The previous year, measles outbreaks were also declared in some cities: Davao and Zamboanga in Mindanao, Taguig in Luzon, and some areas in Negros Oriental.

“When a community has low immunization coverage, the likelihood of measles outbreak increases,” the WHO explains the Philippines’ measles outbreaks. “An immunization coverage of 95% amongst all children is needed for a community to be fully protected against measles. This includes protection for the vulnerable members of the population such as infants that are too young to receive the vaccination, people who have weakened immune systems, and older adults.”

According to the UN health agency, the Philippines has seen a decline in the first dose of measles vaccine in the past decade – from above 80% in 2008 to below 70% in 2017. Subsequent figures indicate further decrease.

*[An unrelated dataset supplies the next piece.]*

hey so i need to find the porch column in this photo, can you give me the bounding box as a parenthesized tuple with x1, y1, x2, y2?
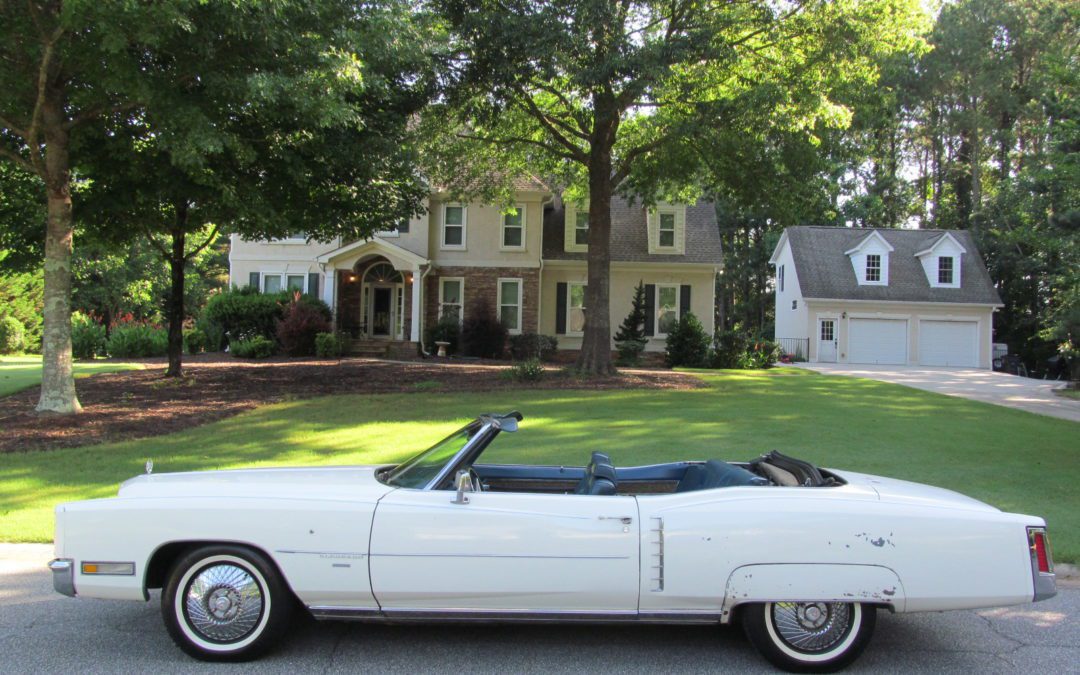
(410, 264, 422, 342)
(323, 269, 336, 327)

“As a result, many children have become susceptible to measles infection,” the WHO deplores. 

The WHO estimates that 2.6 million Filipino children under 5 years are not protected from measles infection. “As long as routine immunization remains low in the Philippines,” the UN health agency surmises, “the country will experience periodic measles outbreaks.”

As for polio, an outbreak was declared in the country last year. “Children are at risk of lifelong paralysis because of this outbreak,” the WHO points out.

On September 19, the Department of Health confirmed the re-emergence of polio in the country and declared a national outbreak. This follows a confirmed polio case in a 3-year-old child in Lanao del Sur.

In addition, the poliovirus has also been detected in samples taken from sewage in Tondo, Manila, and waterways in Davao City as part of the regular environmental surveillance. The samples were tested by the Research Institute for Tropical Medicine and verified by the Japan National Institute for Infectious Diseases and the United States Centers for Disease Control and Prevention.

On September 20, the health department again confirmed another case, that of a 5-year-old boy from Laguna. With two children afflicted with the disease, the level was raised from outbreak to epidemic. This resulted in the country’s delisting as a polio-free nation, a distinction it held since 2000.

“Not only do we lose it, but we have an epidemic,” said Health Secretary Francisco Duque III. “It is deeply disconcerting that poliovirus has re-emerged in the Philippines after nearly two decades,” added Oyon Dendevnorov, Philippines Representative of the United Nations Children’s Fund (UNICEF).

In the early part of the 20th century, few diseases frightened parents more than polio did. “Polio struck in the warm summer months, sweeping through towns in epidemic every few years,” the website of History of Vaccines states. “Though most people recovered quickly from polio, some suffered temporary or permanent paralysis and even death. Many polio survivors were disabled for life. They were a visible, painful reminder to society of the enormous toll this disease took on young lives.”

According to the aforementioned website, polio is caused by one of three poliovirus types (types 1, 2, and 3). “These viruses spread through contact between people, by nasal and oral secretions, and by contact with contaminated feces,” it said. 

“Poliovirus enters the body through the mouth, multiplying along the way to the digestive tract, where it further multiplies,” the website continued to explain. “In about 98% of cases, polio is a mild illness, with no symptoms or with viral-like symptoms. In paralytic polio, the virus leaves the digestive tract, enters the bloodstream, and then attacks nerve cells. 

“Fewer than one percent to two percent of people who contract polio become paralyzed,” it further said. “In severe cases, the throat and chest may be paralyzed. Death may result if the patient does not receive artificial breathing support.”

As COVID-19 disrupts immunization, the WHO and UNICEF call for action and funds to protect children by vaccination.

“Left unchecked, this situation poses an increasingly high risk of explosive outbreaks and potentially further international spread of both polio and measles,” the urgent call reminded.